Учитывая, что она задала скотине корму, что у Машки опять лишай и надо завтра задабривать самогоном ветеринара Середенко из местного райцентра, и уже отложена тысчонка под скрепкой на бумажке с адресом, учитывая, что она продала два ведра огурцов городским гостям Сашки по прозвищу «барин», которых про себя звала отдыхающими – ничего, засолят-замусолят – так можно было и выдохнуть малек. Можно было, поглядев в мутный экран пыльного телевизора, прямо из кровати и ко сну отойти. Помывку в тазу Никаноровна уже совершила, и вот, потянувшись, на ноги надела шерстяные носки, а по телевизору шли то американские фильмы, то наши сериалы, то что-то про питомцев.
А на первом канале развернулась крикливая дискуссия о том, что же будет с Курилами. Никаноровна так и не заметила, как задремала так и не спознав, а что же там будет с Курилами.
И приснилось Никаноровне ровно два сна.
1.
Вот сидит на своей грустильной кушетке один граф и тоскует. К нему бегут лакеи из сеней и спрашивают шепотком: «Что это ты, барин, скучаешь? Глотнешь травничку?» Да нет, все грустит, скучает граф-барин и только гладит себе бачки своей женской пухлой ручкой. «Ваше сиятельство, а то редьки меленькой прикажете, а то анисовой, а то медовухи, да моченых яблок?» Граф-барин вздыхает: «Отстань, Тришка». И Тришка скрывается вон. Вон, вон, вон за той портьерой. Бумажные люстры покачиваются, качаются свечки в прихожей от проходящего на цыпочках народа лакейского. Дверь открыли, ветер подул, почти все свечки и сгасли, а граф все грустит. Почти все лакеи в дворницкую утопали, а граф все грустит.
В 10.45 проиграла музыка в дорогих парижских часах, шермандерия всякая.

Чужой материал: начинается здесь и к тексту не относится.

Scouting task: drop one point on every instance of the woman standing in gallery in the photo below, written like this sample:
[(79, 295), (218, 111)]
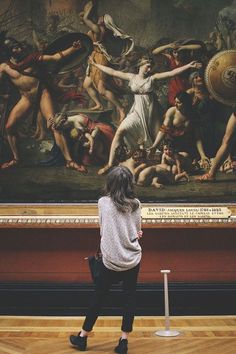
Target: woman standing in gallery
[(120, 227)]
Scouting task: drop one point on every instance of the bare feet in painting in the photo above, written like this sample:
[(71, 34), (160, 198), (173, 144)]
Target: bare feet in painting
[(9, 164), (121, 115), (98, 107), (207, 177), (157, 185), (104, 170), (72, 165)]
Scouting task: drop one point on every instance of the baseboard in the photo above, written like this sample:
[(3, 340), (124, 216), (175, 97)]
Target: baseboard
[(38, 298)]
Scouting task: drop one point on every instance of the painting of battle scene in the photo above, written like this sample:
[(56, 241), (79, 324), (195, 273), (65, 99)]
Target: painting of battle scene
[(87, 85)]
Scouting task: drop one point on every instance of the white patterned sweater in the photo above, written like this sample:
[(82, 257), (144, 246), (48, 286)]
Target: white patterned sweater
[(119, 244)]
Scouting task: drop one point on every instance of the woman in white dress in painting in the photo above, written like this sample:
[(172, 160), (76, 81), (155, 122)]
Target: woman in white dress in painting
[(143, 120)]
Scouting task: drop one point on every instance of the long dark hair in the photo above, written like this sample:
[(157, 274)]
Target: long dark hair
[(119, 187)]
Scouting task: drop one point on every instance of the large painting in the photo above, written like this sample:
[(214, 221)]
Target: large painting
[(86, 85)]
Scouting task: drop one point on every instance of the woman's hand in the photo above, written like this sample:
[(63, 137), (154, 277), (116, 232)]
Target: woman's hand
[(91, 61), (205, 162), (51, 123), (77, 45)]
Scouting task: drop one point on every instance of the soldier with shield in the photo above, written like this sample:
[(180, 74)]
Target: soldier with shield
[(25, 72)]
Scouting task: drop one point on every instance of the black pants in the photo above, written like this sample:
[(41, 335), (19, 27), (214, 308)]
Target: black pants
[(102, 287)]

Ага, ровно это тот час, как случилась кончина любимой и задушевной подруги, уж год как тому и случилась она или, погоди, два. Вот тогда и завел он эту часовую музыку: чтобы бом-бом и с переливами.
И вот смолкла шермандерия траурная, и молчит граф. Года четыре как не стало любимой его Таси, Настасьи, Анастасьюшки, заказал он ведь тогда колокол литой. Эх, да что там! Рукой махнул, опять сквозняк из сеней. Что это? Небось, опять Тришка. Неугомонный.
И вдруг из-за спины не графа, а самих часов выходит в голубом жандарском мундире белокурый такой немчик. Прибалтийский немчик явно. «Ты кто таков?» – спрашивает граф. «Я представлюсь, хоть я и Ваша галлюцинация. Служил я во время военной компании 1812 года в хранимой Вашим попечением пехоте, да, впрочем, в младшем офицерском чине. Поначалу во Псковском пехотном, к концу войны в оккупационном корпусе, отличился под Смоленском, ранен при Бородино, «битву народов» прошел, Париж с нашими войсками взял. А здесь я к Вам пришел зрелый и в чине уже. Хоть и не хочется особо про этот чин распространяться». Граф хмыкнул. Подуло новым столичным кабинетным ветерком, настоенном на чернилах, мухах и лизоблюдстве.